We believe that it is an imperative that the social housing sector commits long term to developing anti-racist practices, distinct from EDI, to play its part in changing wider society.

By signing up to S.H.A.R.P. in the new year, housing associations can make a commitment to the necessary action required within their organisations and utilise the S.H.A.R.P. pledge framework for support to build an ongoing culture of accountability. Signing the pledge is the first demonstrable step that housing associations can take to focus on eliminating racism from its practices and processes. This will ultimately shape organisational culture, operational management and service delivery.

There have been good examples of progress on EDI that have taken place within the sector with the NHF using their role to facilitate EDI discussions, working parties and the development of a sector-wide EDI data tool, which has resulted in the first national picture of equality, diversity and inclusion in England’s housing association workforce.

External to the NHF EDI data tool, which focuses on the make-up of our organisations, there are substantial disparities when it comes to race in society including the pay gap, health inequalities, the treatment of people of colour in the criminal justice system, the labour market, education, and even access to clean air and not least housing conditions. This impacts many of our residents and communities.

Now that we have collated the sector’s baseline data through the EDI data tool, S.H.A.R.P. along with its training and consultancy support offer will provide an opportunity for a sector-wide commitment to an action framework on anti-racism. This framework will cover influence, engagement and impact.

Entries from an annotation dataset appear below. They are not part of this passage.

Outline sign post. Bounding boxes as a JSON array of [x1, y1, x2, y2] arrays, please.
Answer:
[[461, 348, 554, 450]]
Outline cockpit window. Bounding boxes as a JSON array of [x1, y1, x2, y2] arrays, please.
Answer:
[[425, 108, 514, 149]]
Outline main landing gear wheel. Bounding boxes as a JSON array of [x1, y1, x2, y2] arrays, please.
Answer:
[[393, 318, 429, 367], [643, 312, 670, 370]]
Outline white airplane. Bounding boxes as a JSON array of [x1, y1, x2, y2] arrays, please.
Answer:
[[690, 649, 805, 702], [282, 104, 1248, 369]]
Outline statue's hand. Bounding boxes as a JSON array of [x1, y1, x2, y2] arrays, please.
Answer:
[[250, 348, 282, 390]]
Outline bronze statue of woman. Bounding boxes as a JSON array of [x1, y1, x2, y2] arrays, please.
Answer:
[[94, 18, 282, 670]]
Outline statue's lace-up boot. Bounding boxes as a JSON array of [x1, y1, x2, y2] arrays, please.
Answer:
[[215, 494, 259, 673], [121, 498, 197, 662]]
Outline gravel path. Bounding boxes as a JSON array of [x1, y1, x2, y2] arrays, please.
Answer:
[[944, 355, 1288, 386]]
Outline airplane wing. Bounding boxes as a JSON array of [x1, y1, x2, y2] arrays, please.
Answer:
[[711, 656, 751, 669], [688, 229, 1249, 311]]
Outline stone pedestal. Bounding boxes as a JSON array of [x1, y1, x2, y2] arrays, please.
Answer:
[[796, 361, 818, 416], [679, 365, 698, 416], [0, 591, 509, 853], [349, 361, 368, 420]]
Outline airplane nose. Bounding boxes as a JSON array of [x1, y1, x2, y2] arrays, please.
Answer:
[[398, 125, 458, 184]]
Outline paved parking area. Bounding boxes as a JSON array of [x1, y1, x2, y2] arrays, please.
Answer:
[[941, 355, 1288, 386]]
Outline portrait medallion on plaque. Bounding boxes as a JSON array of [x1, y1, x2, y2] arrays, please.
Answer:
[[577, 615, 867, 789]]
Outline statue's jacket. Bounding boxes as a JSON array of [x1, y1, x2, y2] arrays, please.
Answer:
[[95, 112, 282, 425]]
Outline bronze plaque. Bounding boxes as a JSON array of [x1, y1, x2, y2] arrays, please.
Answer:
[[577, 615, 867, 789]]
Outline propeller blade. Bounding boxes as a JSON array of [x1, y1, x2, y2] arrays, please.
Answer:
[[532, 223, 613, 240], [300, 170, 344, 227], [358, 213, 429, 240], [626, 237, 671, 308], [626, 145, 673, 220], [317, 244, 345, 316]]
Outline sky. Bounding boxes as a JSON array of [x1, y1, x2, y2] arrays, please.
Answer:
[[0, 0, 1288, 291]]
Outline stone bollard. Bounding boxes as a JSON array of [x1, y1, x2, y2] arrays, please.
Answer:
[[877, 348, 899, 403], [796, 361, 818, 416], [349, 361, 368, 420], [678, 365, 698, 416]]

When we officially launch S.H.A.R.P. in February 2022, we will be holding a series of pre-launch roundtables where more details will be shared about how organisations can sign up. There will also be information about how they can access the resources connected with the pledge.

We ask you to keep an eye out for these initial discussions and support us as we take the next steps on this journey. We believe housing associations can be agents for change, and we believe S.H.A.R.P. will enable the sector to demonstrate their commitment to this change through action.